Prior to coming to Emmanuel, Lee received considerable clinical training as a psychotherapist and chaplain, earning a master’s degree in theology and another in psychology and religion. She decided to further her education at Emmanuel College after working in mental health. “I realized depression could not be addressed merely by people’s intrapsychic world, and saw how oppressive cultural elements and damaging social systems exacerbate suffering,” she says.
As Lee researched where to pursue doctoral studies, she was drawn by Emmanuel’s faculty, strong reputation in theological studies and “commitment to fostering dignity, equity, accountability and responsibility.” She says her time at the college shaped her identity as a practical theologian and broadened her scope to include justice in public realms. “At Emmanuel, I was able to study those relegated to the margins of society, as well as the role of the church and the government in supporting vulnerable people in our society under the supervision of two professors, Pamela Couture and Pamela McCarroll. It was a great blessing to have these outstanding scholars on my dissertation committee.”
Lee says her professors at Emmanuel taught her the importance of self-care, and provided “tremendous support and encouragement when I went through challenging times in my dual roles as a full-time mother and student.” It took three years for Lee to complete her dissertation—“But I did it! I want to give hope to all students with children.”

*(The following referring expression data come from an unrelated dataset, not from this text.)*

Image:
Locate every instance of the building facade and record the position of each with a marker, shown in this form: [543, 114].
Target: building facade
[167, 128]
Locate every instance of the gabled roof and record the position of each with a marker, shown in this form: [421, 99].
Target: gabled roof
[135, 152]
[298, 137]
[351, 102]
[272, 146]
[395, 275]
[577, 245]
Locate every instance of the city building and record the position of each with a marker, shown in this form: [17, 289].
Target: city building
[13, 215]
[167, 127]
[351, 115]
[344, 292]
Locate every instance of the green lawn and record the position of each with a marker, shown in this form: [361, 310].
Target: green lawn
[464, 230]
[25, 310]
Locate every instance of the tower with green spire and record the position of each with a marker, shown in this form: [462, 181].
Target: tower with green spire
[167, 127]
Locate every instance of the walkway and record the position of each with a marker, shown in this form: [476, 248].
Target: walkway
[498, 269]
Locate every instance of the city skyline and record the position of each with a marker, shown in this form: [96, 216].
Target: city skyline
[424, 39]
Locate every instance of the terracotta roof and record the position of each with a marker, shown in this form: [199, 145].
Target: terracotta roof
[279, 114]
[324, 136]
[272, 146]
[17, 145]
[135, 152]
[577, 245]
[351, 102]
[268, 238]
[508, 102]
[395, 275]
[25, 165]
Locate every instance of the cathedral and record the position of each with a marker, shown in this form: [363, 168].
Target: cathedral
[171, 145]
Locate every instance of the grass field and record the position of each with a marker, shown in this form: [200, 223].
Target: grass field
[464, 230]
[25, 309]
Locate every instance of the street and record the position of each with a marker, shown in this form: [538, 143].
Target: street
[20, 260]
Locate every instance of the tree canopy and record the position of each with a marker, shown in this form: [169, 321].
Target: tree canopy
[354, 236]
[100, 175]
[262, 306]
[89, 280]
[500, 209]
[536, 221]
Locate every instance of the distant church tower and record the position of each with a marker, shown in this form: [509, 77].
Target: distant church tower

What does Lee hope to bring to her new role at Wycliffe? “I approach this faculty position not as an occupation but as a vocation,” she says. “I hope that my education and training can be used to support students who are called to ministry and theological scholarship. I am also eager to conduct academic research and produce publications. I pray that my ministry as a professor can contribute to God’s mission for the world!”